Thanks for testing the changes again, Rick. I will try to clean them up
and submit them soon.

> > But if I do something with GDB, E.g
> > Set a break in 0x6c2 (c.jalr  s2) in handle_ipi() and then delete the
> > break and free run after it hit this break
> > then it will hit the failure case as below:
> 
> The current booting mechanism where all HARTs jump to each
> booting stage (including Linux) at the same time is very fragile.
> 
> Attaching a debugger at boot-time will certainly break current way
> of booting all HARTs because we are holding a particular HART in
> debug state. I am not sure if we can handle the debugger case in
> software but in real-world deployments debugger won't be present
> so maybe we can ignore this case.
> 
> The SBI v0.2 HSM extension will make things better. It would be
> even better if HW designers provide explicit HW mechanism to
> power-on/off HARTs at run-time.
> 

I agree with you, Anup. The debugger should not be attached in real-
world scenarios. Even if it is, it is likely for debugging something in
U-Boot proper or SPL and not the part where we are jumping to OpenSBI,
so we should not typically run into any issues here. In addition, the
recommended way of using SPL should be with separate text bases for  
U-Boot SPL and OpenSBI. In this setup we don't run into this problem.
All in all, I think the current solution is robust enough.

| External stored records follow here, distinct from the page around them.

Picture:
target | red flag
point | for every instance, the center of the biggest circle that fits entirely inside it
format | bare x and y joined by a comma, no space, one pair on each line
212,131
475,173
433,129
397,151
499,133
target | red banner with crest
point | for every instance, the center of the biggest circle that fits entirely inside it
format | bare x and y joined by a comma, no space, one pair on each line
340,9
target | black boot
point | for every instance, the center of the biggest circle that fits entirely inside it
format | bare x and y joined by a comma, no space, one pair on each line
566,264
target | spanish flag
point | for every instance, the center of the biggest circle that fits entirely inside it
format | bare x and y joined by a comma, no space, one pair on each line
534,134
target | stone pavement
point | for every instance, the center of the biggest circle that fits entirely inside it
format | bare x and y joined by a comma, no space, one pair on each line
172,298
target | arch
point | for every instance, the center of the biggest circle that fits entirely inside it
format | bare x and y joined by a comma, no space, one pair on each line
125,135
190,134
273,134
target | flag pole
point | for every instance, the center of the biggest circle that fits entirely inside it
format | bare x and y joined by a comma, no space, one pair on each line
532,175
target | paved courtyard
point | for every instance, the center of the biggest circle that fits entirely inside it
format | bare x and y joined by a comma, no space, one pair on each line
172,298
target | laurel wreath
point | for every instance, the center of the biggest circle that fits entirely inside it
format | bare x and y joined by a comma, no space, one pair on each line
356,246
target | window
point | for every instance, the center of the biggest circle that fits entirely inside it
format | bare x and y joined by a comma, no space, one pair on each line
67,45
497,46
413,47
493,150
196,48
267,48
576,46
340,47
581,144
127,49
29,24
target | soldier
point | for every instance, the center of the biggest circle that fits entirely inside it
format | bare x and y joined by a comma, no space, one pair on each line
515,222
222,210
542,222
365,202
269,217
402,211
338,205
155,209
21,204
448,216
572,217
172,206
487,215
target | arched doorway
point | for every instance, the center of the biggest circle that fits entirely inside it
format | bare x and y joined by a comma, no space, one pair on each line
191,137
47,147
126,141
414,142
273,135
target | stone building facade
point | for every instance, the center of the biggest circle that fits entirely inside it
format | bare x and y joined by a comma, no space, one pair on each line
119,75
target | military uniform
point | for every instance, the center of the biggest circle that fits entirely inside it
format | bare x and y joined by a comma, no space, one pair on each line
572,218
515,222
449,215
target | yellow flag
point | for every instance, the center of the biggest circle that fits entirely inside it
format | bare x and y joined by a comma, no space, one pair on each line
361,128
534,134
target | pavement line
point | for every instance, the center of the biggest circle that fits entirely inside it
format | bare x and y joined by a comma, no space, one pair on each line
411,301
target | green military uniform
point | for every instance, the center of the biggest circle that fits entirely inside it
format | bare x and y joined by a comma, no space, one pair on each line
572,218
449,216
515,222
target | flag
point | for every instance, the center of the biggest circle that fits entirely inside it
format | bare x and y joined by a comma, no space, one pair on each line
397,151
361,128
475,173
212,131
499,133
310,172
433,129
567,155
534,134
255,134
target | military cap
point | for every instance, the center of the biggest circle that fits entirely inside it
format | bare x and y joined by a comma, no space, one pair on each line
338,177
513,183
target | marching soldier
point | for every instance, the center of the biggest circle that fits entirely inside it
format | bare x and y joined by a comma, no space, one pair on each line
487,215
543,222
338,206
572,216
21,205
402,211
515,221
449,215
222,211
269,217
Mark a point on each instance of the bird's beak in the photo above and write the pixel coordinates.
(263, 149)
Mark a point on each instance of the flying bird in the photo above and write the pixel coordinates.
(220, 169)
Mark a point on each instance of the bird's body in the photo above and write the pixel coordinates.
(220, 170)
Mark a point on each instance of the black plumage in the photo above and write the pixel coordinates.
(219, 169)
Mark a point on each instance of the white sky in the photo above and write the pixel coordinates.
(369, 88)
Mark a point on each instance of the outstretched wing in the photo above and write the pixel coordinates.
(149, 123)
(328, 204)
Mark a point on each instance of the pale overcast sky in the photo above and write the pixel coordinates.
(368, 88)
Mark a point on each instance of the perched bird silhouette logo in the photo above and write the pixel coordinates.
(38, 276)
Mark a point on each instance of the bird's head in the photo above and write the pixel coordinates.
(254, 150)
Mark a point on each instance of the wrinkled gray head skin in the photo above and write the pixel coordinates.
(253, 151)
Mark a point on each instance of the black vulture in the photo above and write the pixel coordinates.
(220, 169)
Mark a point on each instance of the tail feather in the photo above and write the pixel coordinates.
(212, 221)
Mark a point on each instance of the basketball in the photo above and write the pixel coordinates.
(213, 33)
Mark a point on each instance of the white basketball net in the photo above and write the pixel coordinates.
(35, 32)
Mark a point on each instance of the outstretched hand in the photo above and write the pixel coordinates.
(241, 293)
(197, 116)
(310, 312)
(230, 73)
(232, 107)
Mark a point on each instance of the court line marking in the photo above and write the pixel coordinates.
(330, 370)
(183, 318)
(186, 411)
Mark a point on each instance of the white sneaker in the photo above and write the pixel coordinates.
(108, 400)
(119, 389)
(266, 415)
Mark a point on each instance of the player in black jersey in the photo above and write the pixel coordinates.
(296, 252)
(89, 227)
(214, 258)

I will also make sure to add a comment on why it is important that the
main hart enters OpenSBI last. This way the problem is documented and
people looking at the code will be aware of it.

Thanks,
Lukas
diff mbox series

Patch

diff --git a/arch/riscv/lib/andes_plic.c b/arch/riscv/lib/andes_plic.c
index 28568e4..42394b9 100644
--- a/arch/riscv/lib/andes_plic.c
+++ b/arch/riscv/lib/andes_plic.c
@@ -19,7 +19,7 @@ 
 #include <cpu.h>
 
 /* pending register */
-#define PENDING_REG(base, hart)	((ulong)(base) + 0x1000 + (hart) * 8)
+#define PENDING_REG(base, hart)	((ulong)(base) + 0x1000 + ((hart) / 4) * 4)
 /* enable register */
 #define ENABLE_REG(base, hart)	((ulong)(base) + 0x2000 + (hart) * 0x80)
 /* claim register */
@@ -46,7 +46,7 @@  static int init_plic(void);
 
 static int enable_ipi(int hart)
 {
-	int en;
+	unsigned int en;
 
 	en = ENABLE_HART_IPI >> hart;
 	writel(en, (void __iomem *)ENABLE_REG(gd->arch.plic, hart));
@@ -94,10 +94,13 @@  static int init_plic(void)
 
 int riscv_send_ipi(int hart)
 {
+	unsigned int ipi;
+
 	PLIC_BASE_GET();
 
-	writel(SEND_IPI_TO_HART(hart),
-	       (void __iomem *)PENDING_REG(gd->arch.plic, gd->arch.boot_hart));
+	ipi = (SEND_IPI_TO_HART(hart) << (8 * gd->arch.boot_hart));
+	writel(ipi, (void __iomem *)PENDING_REG(gd->arch.plic,
+				gd->arch.boot_hart));
 
 	return 0;
 }